The ability to selectively ablate cell types in model organisms is a powerful tool for understanding cell lineage, cell function, developmental processes and disease mechanisms. Current methodologies have limitations including lack of cell-type specificity, off–target effects, narrow pharmacological windows, and relatively slow onset of cell death. Our novel system utilizes human CD59 (hCD59), a membrane receptor, and intermedilysin (ILY), a bacterial toxin that binds hCD59 selectively.  We have generated multiple rodent models that express hCD59 in a cell-specific manner.
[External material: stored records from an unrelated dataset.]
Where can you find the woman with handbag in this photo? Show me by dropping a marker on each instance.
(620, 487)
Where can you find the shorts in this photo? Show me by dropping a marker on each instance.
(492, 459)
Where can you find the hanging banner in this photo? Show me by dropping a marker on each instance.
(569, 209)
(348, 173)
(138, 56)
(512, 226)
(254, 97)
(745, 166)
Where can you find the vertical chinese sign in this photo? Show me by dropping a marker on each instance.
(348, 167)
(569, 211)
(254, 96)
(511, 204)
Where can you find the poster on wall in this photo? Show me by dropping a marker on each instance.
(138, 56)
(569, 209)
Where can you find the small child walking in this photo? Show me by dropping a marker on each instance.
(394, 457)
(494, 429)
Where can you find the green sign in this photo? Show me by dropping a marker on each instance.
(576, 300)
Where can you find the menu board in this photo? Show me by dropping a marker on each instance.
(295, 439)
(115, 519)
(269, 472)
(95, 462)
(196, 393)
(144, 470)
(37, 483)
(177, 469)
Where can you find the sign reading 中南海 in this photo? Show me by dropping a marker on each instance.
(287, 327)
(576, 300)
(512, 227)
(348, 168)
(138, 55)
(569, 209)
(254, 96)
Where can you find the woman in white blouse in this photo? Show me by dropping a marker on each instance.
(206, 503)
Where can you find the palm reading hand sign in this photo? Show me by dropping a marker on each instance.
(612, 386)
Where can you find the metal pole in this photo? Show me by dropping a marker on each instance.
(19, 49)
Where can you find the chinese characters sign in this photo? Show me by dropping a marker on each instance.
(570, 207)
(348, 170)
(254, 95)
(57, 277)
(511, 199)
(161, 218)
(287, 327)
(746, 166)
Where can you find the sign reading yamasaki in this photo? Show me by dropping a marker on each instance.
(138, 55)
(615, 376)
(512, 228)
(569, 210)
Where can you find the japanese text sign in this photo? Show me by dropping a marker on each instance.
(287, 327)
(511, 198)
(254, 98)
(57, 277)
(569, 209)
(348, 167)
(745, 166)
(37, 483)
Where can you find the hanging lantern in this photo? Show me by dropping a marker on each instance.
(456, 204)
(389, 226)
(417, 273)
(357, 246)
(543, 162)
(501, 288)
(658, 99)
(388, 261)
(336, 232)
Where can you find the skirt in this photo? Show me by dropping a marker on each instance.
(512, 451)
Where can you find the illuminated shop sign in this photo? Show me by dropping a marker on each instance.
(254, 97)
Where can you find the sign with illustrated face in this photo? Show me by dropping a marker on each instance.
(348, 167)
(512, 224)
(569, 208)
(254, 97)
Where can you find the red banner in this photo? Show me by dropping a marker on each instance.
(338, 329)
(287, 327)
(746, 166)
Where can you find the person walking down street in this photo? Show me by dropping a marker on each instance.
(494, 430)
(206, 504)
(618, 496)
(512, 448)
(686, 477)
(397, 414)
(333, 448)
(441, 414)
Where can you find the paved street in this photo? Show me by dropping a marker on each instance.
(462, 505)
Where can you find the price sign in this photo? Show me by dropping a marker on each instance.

We demonstrated 1) ablation of circulating cells in a rat anemia model which expresses hCD59 on erythrocytes for the study of the pathogenesis of hemolysis-associated complications, 2) ablation of cells in a solid organ by generating a mouse model in which epithelial cells in the liver were ablated for the study of liver damage and regeneration, and 3) ablation of neuronal cells in an inducible rat model carrying a transgene with constitutive expression of ZsGreen and hCD59 in the presence of Cre recombinase.  The Cre-inducible model can be bred with any conditional Cre recombinase-expressing rat to generate animals with expression of hCD59 and ZsGreen in the cell type/tissue of choice.  These models have shown that cell ablation is dose-dependent, rapid, and has a large pharmacological window.  Extending these experiments to zebrafish, we performed dose-response studies with hCD59 RNA-injected and control zebrafish embryos treated with ILY and found that ILY rapidly induced extensive tissue lysis in the embryos expressing hCD59. Current efforts are focused on further characterization of the effectiveness of hCD59-ILY-mediated cell ablation in zebrafish. Together, these studies demonstrate that the hCD59-ILY cell ablation technology has wide utility and can be applied to study virtually any tissue or cell type in the animal species of choice.